Pour illustrer la dernière période, celle allant de 2008 à demain, nous citerons en exemple la MJC de Chambéry (73).

          Un entretien avec son directeur, Virgile Pointereau, a permis de faire le point sur les rapports qu’entretient la MJC de Chambéry avec la notion d’éducation populaire. Si la vocation d’éducation politique et de proposition de débat n’est pas criante quand on jette un oeil à la plaquette de présentation des activités et des animations, l’idée de créer du lien, des échanges entre les usagers, de leur permettre de se réapproprier un lieu qui leur appartient (il avait été délaissé?) est partout présente dans les mots de Virgile. Ainsi l’idée est avant tout de créer du collectif, de laisser des associations locales s’investir dans la programmation musicale (pourquoi la MJC seule aurait-elle la main sur la question, dans ce lieu après tout “à tout le monde”), en les investissant dans l’organisation des évènements (publicité, service, cuisine…).
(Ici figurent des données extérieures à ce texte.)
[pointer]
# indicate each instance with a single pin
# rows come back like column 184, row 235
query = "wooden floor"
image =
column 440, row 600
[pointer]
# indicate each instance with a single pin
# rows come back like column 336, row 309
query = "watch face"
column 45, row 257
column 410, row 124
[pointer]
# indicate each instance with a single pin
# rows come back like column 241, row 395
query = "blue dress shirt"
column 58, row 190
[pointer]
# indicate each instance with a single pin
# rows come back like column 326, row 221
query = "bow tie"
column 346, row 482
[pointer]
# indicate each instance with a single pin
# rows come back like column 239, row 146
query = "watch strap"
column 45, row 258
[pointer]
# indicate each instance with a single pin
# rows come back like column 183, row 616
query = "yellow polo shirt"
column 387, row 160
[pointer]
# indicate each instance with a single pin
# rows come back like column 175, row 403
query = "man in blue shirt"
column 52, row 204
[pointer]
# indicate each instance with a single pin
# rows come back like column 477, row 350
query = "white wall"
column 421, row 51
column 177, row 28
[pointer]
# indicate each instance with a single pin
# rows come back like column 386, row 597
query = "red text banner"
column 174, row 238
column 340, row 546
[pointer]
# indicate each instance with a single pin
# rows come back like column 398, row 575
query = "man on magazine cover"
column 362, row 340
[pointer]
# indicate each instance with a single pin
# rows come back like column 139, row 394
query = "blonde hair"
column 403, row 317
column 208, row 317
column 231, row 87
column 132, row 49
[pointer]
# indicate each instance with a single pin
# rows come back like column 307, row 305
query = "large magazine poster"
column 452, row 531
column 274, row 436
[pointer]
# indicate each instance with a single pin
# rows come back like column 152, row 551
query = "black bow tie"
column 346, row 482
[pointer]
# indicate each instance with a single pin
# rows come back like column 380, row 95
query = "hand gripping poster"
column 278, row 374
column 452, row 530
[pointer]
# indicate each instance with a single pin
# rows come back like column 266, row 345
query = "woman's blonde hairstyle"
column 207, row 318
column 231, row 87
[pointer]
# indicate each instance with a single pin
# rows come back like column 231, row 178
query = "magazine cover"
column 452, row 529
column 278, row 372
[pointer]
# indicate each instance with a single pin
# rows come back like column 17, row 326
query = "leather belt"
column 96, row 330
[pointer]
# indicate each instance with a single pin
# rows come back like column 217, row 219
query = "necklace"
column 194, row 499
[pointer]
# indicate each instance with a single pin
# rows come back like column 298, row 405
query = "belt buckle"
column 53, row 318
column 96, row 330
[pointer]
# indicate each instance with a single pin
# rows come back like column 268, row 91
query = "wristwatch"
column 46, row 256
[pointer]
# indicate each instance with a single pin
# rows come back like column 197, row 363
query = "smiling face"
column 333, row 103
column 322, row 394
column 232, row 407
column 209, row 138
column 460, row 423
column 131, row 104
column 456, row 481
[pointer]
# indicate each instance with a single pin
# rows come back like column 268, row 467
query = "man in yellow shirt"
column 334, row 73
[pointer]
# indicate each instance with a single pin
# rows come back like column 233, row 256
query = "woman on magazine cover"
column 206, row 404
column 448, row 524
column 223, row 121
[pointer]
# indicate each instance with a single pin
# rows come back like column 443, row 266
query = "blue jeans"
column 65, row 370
De même, pour ces concerts, l’accent est mis sur des soirées dans le bar de la MJC (le Bartem) plutôt que dans son amphithéâtre, afin de privilégier la possibilité d’échange entre public et artistes et la convivialité. 

          Ainsi donc pour l’ensemble des activités proposées ces principes sont posés comme bases : collectif, implication de chacun, investissement, entraide… Bien entendu ces intentions louables sont confrontées chaque jour à l’envie (ou pas) des personnes y travaillant d’aller vraiment dans ce sens, aux pressions attendues de la part de la municipalité dès que les élections seront passées (pour citer Virgile : "une MJC ça ne fait pas gagner des élections, une MJC qui ferme peut cependant les faire perdre!")... Ce directeur confie donc que son travail consiste en un va-et-vient permanent “entre utopies et gestion”. 
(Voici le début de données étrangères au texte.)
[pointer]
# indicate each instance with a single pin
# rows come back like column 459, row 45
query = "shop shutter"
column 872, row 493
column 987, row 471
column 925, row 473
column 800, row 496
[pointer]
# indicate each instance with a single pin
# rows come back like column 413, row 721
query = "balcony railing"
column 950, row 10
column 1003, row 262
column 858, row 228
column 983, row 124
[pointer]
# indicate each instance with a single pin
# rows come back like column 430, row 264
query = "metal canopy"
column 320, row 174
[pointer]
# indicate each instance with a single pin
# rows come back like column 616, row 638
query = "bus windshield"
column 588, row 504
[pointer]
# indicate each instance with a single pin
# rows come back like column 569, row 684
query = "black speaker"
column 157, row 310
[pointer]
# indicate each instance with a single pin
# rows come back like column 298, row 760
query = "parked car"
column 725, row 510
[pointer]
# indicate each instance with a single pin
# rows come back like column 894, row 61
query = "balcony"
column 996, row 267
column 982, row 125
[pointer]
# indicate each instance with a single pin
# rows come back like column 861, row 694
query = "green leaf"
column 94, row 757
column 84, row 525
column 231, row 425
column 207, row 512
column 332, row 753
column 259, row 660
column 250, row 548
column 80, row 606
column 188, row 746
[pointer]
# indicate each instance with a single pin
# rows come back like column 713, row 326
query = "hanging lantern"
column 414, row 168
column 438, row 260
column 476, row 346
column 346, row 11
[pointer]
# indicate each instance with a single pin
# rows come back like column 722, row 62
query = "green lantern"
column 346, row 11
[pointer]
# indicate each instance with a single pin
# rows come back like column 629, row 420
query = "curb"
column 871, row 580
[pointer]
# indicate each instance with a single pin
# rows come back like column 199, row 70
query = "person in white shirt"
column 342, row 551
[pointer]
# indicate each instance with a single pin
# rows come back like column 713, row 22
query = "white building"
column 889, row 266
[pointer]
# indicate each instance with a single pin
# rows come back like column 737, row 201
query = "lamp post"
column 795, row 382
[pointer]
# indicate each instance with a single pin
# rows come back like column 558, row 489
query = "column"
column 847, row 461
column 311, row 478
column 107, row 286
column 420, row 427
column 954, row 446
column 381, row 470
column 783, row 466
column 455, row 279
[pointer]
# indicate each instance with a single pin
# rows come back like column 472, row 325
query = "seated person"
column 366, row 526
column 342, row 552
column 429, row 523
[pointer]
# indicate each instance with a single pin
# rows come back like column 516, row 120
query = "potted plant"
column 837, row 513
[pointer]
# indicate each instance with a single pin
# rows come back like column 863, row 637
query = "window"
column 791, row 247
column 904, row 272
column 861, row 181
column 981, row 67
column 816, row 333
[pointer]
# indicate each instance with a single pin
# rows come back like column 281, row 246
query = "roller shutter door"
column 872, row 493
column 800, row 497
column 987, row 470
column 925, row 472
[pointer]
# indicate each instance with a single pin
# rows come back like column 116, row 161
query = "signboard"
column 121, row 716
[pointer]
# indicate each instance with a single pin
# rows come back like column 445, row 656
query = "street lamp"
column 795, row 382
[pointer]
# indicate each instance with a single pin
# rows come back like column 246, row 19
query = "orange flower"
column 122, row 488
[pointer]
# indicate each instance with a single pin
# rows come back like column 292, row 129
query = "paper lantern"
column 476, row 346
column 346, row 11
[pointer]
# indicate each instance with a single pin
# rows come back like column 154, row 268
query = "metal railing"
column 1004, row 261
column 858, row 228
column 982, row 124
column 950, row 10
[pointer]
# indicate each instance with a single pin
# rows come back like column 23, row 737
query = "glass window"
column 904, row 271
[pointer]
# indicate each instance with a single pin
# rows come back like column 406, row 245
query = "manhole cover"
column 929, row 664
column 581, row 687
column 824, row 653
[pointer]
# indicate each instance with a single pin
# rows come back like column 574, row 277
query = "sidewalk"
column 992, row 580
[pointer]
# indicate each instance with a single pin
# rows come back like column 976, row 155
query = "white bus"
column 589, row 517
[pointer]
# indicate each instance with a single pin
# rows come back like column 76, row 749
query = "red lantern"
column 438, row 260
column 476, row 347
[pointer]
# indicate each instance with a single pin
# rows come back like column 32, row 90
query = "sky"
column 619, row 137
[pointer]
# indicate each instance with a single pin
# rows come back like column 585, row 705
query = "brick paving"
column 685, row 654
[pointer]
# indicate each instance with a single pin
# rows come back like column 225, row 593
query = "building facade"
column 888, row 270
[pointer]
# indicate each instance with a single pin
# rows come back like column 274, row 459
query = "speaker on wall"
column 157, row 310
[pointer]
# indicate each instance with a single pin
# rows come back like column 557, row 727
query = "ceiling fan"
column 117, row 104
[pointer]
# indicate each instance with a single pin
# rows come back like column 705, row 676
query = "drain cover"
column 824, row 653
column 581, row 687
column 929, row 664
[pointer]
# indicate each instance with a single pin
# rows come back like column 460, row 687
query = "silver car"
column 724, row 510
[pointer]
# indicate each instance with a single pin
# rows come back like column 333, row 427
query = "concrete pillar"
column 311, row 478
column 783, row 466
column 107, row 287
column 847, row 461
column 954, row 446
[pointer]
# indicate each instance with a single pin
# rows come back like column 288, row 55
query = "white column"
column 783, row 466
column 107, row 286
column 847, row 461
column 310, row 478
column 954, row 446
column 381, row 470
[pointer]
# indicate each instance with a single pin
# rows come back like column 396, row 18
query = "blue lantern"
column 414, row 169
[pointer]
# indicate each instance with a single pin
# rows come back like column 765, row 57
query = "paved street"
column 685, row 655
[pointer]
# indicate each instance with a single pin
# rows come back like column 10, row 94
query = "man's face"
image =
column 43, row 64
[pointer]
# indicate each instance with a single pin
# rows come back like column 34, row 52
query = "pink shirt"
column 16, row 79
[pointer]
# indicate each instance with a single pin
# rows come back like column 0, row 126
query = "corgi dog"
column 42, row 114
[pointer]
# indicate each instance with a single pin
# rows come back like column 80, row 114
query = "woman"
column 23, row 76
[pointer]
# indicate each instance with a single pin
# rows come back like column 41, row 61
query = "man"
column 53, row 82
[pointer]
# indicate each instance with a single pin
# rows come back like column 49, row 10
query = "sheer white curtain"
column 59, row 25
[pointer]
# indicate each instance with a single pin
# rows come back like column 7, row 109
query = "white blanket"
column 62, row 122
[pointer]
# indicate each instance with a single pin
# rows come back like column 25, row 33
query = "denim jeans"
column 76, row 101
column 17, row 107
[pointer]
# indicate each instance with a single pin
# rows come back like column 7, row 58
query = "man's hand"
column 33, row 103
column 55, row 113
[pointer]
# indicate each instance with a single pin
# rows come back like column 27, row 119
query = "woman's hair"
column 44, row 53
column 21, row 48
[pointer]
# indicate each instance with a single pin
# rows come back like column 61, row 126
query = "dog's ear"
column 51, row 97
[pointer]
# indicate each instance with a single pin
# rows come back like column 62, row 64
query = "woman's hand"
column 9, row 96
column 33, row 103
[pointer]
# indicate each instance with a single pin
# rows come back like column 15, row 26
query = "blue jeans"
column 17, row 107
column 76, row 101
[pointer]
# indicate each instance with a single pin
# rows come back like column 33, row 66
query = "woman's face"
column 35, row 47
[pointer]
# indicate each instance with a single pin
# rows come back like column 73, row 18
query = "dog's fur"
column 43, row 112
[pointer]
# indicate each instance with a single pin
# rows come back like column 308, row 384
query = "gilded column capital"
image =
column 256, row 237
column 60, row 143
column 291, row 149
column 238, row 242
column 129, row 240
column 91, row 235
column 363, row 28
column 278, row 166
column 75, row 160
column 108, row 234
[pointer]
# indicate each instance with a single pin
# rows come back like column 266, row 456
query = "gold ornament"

          En conclusion, la lecture de cet article nous a permis d'entrevoir la variété des significations renfermées dans la notion d'Éducation Populaire, et la longue histoire de ces idées, notamment à travers leur concrétisation au sein des MJC. Dans le champ de l’apprentissage de la musique, nombre d’acteurs (directeurs.rices, enseignant.e.s) montrent un intérêt pour ces mouvements, considérant que l’école de musique peut et doit, elle aussi, être un lieu de partage, d’échange de savoirs en vue de l’émancipation de tous.tes. La place toujours plus importante des cours collectifs en école de musique semble orienter élèves, professeur.e.s et encadrant.e.s vers cette voie qui pourrait peut-être dessiner l’avenir de l’enseignement artistique…

Toutefois, y a t-il et veut-on véritablement faire une place à l’éducation politique des élèves par le biais de l’éducation artistique ? Les écoles ne sont-elles pas cantonnées tantôt dans le rôle de "centre de loisir", tantôt dans celui de lieu d’excellence destinée à un happy few élitiste ?
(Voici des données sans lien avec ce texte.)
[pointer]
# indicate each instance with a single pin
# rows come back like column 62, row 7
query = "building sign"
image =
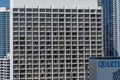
column 104, row 68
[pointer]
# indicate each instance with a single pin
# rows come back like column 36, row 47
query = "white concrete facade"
column 53, row 41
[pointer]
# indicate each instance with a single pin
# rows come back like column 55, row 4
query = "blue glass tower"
column 111, row 23
column 4, row 32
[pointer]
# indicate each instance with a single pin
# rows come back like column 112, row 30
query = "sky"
column 4, row 3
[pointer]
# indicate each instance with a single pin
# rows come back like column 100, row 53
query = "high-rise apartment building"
column 5, row 68
column 53, row 39
column 4, row 31
column 111, row 23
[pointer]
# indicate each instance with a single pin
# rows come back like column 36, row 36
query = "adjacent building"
column 104, row 68
column 4, row 44
column 5, row 68
column 111, row 23
column 4, row 31
column 53, row 39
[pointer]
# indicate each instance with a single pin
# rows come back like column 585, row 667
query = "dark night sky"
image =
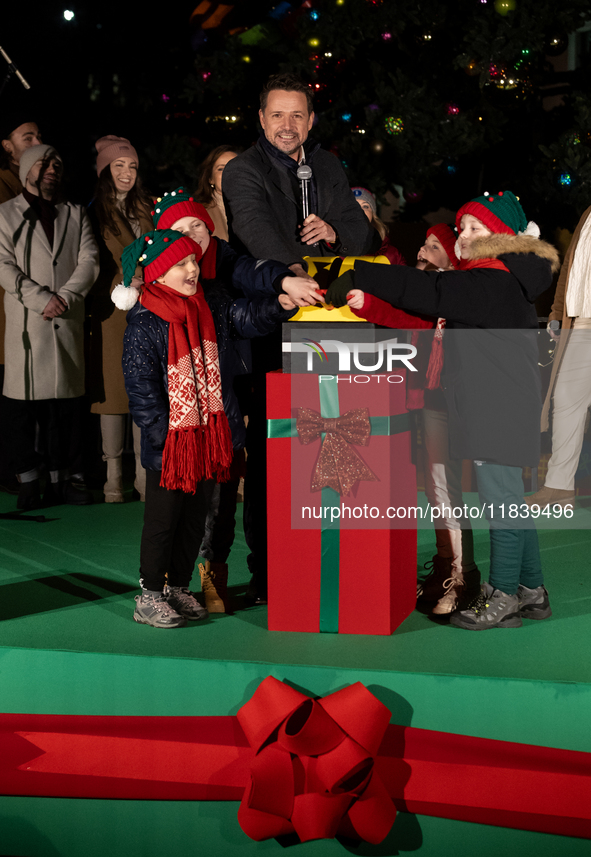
column 102, row 73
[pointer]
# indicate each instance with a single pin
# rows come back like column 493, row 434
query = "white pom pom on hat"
column 124, row 297
column 532, row 229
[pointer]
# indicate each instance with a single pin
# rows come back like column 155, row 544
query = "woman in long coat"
column 120, row 213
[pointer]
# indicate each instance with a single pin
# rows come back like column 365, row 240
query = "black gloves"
column 338, row 290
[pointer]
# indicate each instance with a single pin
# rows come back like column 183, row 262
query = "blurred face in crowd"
column 218, row 168
column 195, row 229
column 44, row 177
column 22, row 138
column 366, row 208
column 432, row 251
column 124, row 174
column 286, row 121
column 182, row 277
column 470, row 230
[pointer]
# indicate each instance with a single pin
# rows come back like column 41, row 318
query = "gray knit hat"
column 33, row 154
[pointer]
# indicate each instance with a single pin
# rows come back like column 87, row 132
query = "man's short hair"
column 289, row 83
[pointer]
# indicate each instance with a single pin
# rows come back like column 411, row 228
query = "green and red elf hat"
column 501, row 213
column 176, row 204
column 156, row 252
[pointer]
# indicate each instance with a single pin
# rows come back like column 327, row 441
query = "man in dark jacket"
column 265, row 217
column 262, row 191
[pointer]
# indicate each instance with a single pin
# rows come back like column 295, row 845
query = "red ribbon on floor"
column 462, row 777
column 313, row 773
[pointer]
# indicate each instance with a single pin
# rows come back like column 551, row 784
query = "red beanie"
column 446, row 237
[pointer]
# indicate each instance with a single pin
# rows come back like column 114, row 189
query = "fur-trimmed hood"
column 528, row 259
column 498, row 244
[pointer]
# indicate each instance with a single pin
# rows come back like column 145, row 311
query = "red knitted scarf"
column 470, row 264
column 198, row 444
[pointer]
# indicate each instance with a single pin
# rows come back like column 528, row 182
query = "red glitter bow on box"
column 338, row 466
column 313, row 773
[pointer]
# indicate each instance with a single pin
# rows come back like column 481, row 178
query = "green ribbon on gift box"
column 330, row 530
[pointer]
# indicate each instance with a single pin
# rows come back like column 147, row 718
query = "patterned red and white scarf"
column 199, row 443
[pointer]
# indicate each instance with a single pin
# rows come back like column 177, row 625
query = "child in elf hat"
column 172, row 378
column 490, row 379
column 454, row 579
column 225, row 277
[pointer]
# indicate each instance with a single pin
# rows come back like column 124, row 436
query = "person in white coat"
column 48, row 263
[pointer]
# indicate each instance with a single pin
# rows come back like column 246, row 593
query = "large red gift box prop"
column 348, row 576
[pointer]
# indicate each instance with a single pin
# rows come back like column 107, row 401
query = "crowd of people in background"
column 163, row 313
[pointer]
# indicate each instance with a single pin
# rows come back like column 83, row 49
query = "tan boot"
column 112, row 433
column 214, row 585
column 460, row 589
column 552, row 496
column 113, row 487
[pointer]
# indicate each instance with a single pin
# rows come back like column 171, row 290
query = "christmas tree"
column 443, row 100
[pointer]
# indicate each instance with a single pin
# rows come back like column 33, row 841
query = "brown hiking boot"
column 214, row 585
column 460, row 590
column 551, row 496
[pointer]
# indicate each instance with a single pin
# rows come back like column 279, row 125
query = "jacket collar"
column 60, row 224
                                                                                                            BIBLIOGRAPHIE / SITOGRAPHIE

Quelques ouvrages pour une vision chronologique assez complète de l’Education Populaire en France :

Mignon Jean-Marie. Une histoire de l'Éducation populaire Paris : La Découverte, 2007. – 264 p.
Benigno CACERES. Histoire de l’éducation populaire: Peuple et culture, Editions du seuil. 1989. 250p.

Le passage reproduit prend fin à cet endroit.